2005 Salt Lake City Annual Meeting (October 16–19, 2005)

Paper No. 2
Presentation Time: 8:00 AM-12:00 PM

REGIONAL-SCALE GROUNDWATER FLOW AND BRINE MIGRATION IN THE MIDCONTINENT USA: COLORADO, KANSAS, AND MISSOURI


THORNTON, Melissa M., Geological Sciences, Univ of South Carolina, 701 Sumter Street, Columbia, SC 29208 and WILSON, Alicia M., Geological Sciences, Univ of South Carolina, 701 Sumter St, Columbia, SC 29208, mthornton@geol.sc.edu

Brines are common in many sedimentary basins and play a role in a wide variety of geological processes including formation of ore deposits, petroleum migration, and chemical sedimentary diagenesis.
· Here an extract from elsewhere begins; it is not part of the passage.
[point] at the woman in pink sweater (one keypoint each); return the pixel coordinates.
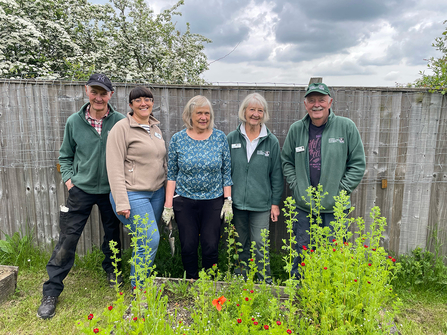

The purpose of this study was to use brines as a natural tracer to investigate large-scale fluid flow and solute transport systems in the Midcontinent sedimentary basin east of the Rocky Mountains, U.S.A. We first mapped the modern distribution of brines along a cross-section of the basin. A two-dimensional finite element numerical model that solves the coupled partial differential equations governing variable-density fluid flow, heat transport, solute transport, and geochemical reactions was then used for simulations of groundwater flow along an 800 km cross-section that extends from northeastern Colorado through central Kansas into southwestern Missouri.

The new salinity profile showed high salinity in close proximity to Permian-age halite-dominated evaporite deposits. This distribution is consistent with previous geochemical findings that suggest salinity was derived from the subsurface dissolution of halite. In simulations, two large-scale flow systems were found to coexist at a quasi-steady-state after about 60 million years: topography-driven flow and buoyancy-driven flow. The development, size, strength, and hydraulic continuity of the flow systems was found to be strongly dependent on evaporite permeability. Dissolution of halite and transport of Cl- produced a concentration distribution that closely matches the mapped distribution of salinity in the basin. Results from this work suggest that thermohaline convection has the potential to drive geochemical exchange with the crystalline basement rocks and is responsible for dissolution observed along the eastern margin of the evaporites.